There were expectations that in a desperate attempt to save his leadership, Amir Peretz would be tempted to provoke a coalition crisis just before the May 28 Labor primaries. Such a step could only play out against him. And neither will the next Labor chairman, whoever he is, be inclined to leave a cabinet where it now controls a number of significant portfolios so disproportionate to its size in the Knesset. Herzog, despite his obvious reluctance to leave the Tourism Ministry where he was having so much fun only 10 months after getting the job, will be extremely reluctant to let a third ministry slip his grasp after less than a year. (In 2005 he was also housing and construction minister for less than a year.) Neither will the other Labor ministers.
Up until now the same couldn't be said for another coalition partner of Kadima's. Israel Beiteinu joined the government at a bargain basement price: one seat in the cabinet for Avigdor Lieberman and a seat without a bona fide ministry at that. This might have seen like a short-term advantage for Ehud Olmert but it also meant that there was little to keep the party in the coalition at a time of crisis.
Now that the party is about to receive Herzog's Tourism Ministry and the chairmanship of the Knesset Finance Committee, it will have a much greater stake in staying. For Israel Beiteinu, this isn't just a matter of political fortunes. Having another minister around the cabinet table and chairing the most important committee in political terms - the Finance Committee prepares the state budget and can bring the government to a standstill - will change the party's stature immeasurably.
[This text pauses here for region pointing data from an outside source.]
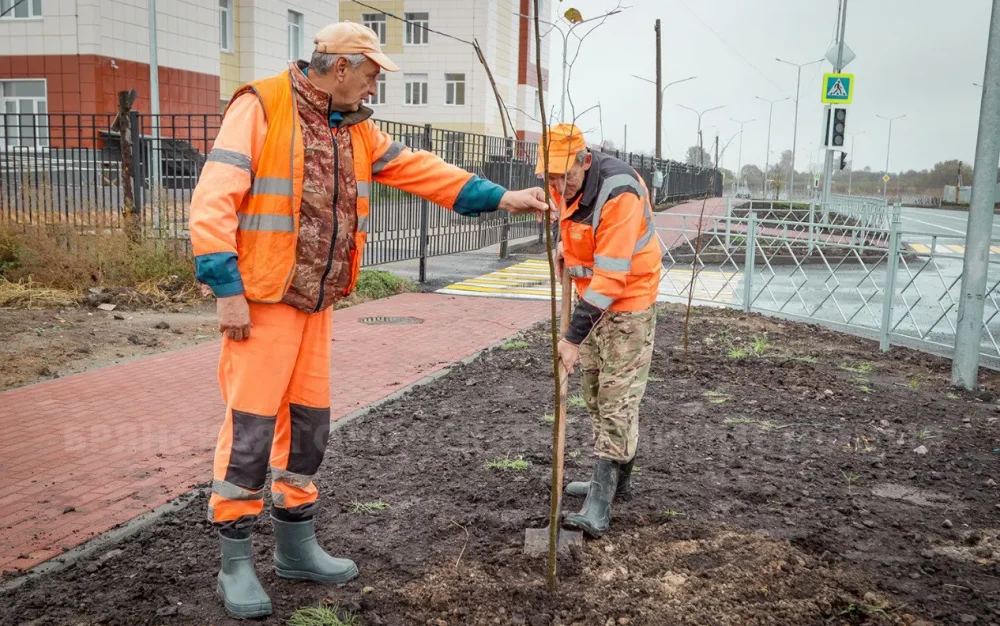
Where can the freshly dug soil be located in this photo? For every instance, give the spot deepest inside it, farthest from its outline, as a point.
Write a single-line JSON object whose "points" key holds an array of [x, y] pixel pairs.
{"points": [[779, 488]]}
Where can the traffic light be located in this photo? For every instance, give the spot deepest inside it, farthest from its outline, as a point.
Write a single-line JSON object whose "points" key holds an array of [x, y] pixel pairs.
{"points": [[839, 130], [836, 128]]}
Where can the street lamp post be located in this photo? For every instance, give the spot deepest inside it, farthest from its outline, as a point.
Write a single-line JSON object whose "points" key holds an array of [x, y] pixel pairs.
{"points": [[767, 158], [739, 170], [659, 108], [701, 150], [888, 143], [795, 131]]}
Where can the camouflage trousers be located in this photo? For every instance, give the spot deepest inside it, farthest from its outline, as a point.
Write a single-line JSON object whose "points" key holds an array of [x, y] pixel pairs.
{"points": [[614, 363]]}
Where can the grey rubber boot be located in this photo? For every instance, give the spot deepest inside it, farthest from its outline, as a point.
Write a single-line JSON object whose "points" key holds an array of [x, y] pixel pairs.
{"points": [[237, 585], [580, 488], [594, 518], [297, 556]]}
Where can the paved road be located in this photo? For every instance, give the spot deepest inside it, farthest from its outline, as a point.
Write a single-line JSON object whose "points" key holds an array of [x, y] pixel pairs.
{"points": [[944, 222]]}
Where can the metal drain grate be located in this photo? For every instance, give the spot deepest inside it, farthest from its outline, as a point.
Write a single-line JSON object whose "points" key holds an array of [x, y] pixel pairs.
{"points": [[380, 321]]}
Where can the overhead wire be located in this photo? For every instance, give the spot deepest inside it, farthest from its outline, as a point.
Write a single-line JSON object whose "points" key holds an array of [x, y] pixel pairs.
{"points": [[417, 24], [731, 48]]}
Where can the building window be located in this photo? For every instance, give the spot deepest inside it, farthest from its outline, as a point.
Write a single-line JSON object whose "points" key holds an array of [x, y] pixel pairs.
{"points": [[294, 36], [25, 114], [454, 89], [416, 28], [379, 97], [226, 25], [454, 148], [376, 22], [416, 89], [22, 10]]}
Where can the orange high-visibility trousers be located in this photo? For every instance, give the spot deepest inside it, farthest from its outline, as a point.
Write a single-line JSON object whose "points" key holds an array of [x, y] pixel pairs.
{"points": [[276, 386]]}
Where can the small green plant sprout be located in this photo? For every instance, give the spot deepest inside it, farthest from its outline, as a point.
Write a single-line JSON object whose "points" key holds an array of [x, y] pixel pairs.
{"points": [[322, 616], [508, 464], [369, 507], [515, 344], [716, 397], [862, 445], [860, 368]]}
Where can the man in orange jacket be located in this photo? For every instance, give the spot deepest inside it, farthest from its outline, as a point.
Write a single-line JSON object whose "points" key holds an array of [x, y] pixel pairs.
{"points": [[609, 245], [279, 221]]}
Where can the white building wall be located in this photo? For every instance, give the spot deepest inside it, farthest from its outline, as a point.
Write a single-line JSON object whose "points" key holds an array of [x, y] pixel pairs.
{"points": [[54, 33], [188, 32], [264, 32]]}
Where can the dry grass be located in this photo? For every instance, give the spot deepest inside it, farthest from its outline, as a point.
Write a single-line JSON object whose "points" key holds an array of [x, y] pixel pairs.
{"points": [[27, 295], [51, 265]]}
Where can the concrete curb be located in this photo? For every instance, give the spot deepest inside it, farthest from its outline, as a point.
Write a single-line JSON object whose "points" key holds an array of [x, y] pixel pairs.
{"points": [[108, 539]]}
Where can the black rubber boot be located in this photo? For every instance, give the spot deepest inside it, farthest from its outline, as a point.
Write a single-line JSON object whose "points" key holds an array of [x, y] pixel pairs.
{"points": [[580, 488], [237, 585], [595, 516], [297, 555]]}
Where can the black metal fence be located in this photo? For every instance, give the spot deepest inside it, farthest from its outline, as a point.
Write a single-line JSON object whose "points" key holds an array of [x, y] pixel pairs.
{"points": [[71, 169]]}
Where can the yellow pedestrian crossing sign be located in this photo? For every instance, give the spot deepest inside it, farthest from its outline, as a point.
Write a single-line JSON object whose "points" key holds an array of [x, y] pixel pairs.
{"points": [[838, 88]]}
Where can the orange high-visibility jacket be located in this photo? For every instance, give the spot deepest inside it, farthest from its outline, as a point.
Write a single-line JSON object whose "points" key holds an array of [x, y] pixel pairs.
{"points": [[244, 215], [610, 245]]}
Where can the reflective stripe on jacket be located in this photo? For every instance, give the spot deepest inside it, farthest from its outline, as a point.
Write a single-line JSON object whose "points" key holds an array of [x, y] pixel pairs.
{"points": [[245, 211], [610, 245]]}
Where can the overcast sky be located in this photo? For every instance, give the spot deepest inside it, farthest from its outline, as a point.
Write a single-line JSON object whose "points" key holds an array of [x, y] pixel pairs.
{"points": [[917, 58]]}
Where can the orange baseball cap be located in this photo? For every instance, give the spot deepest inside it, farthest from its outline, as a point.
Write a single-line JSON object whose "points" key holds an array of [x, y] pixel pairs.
{"points": [[352, 38], [565, 142]]}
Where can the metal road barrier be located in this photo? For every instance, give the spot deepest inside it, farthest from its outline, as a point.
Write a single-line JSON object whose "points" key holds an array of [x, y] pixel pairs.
{"points": [[70, 170], [851, 273]]}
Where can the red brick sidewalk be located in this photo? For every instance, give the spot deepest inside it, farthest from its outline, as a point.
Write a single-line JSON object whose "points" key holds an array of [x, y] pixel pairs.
{"points": [[84, 453]]}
No longer can we treat it as a one-man party, Lieberman and 11 non-entities. Additional figures will be tested on the national scene. In the next election, the party is expected to suffer a loss of its right-wing supporters for joining the center-left coalition, so it needs to prove now that it can at least be of use in the government.
This week's developments finally ended the on-and off 10-month old coalition talks between Kadima and United Torah Judaism. This might not have much effect on the coalition arithmetic, as UTJ's six MKs don't make any difference right now. However, if an issue of state and religion causes trouble for the government - and with new Justice Minister Daniel Friedmann, a former member of the now extinct Shinui ultra-secular party, that's a distinct possibility - Shas could suddenly turn into a big problem.
Currently the party is Olmert's staunchest ally, but that could all change if the Shas leaders come under fire within their community for laxity on religious values. The UTJ politicians have been very skillful in the past in putting the pressure on their Shas colleagues.
But in all, this seems to have been a good week for the coalition. Plummeting popularity rates notwithstanding, it is right now one of the most stable coalitions in memory. The impending Winograd Commission's interim report and investigations into Olmert's affairs are storm clouds still looming on the horizon, but since Winograd isn't expected to draw personal recommendations and the investigations will probably go on for many months, we might actually have a few months of political calm in store.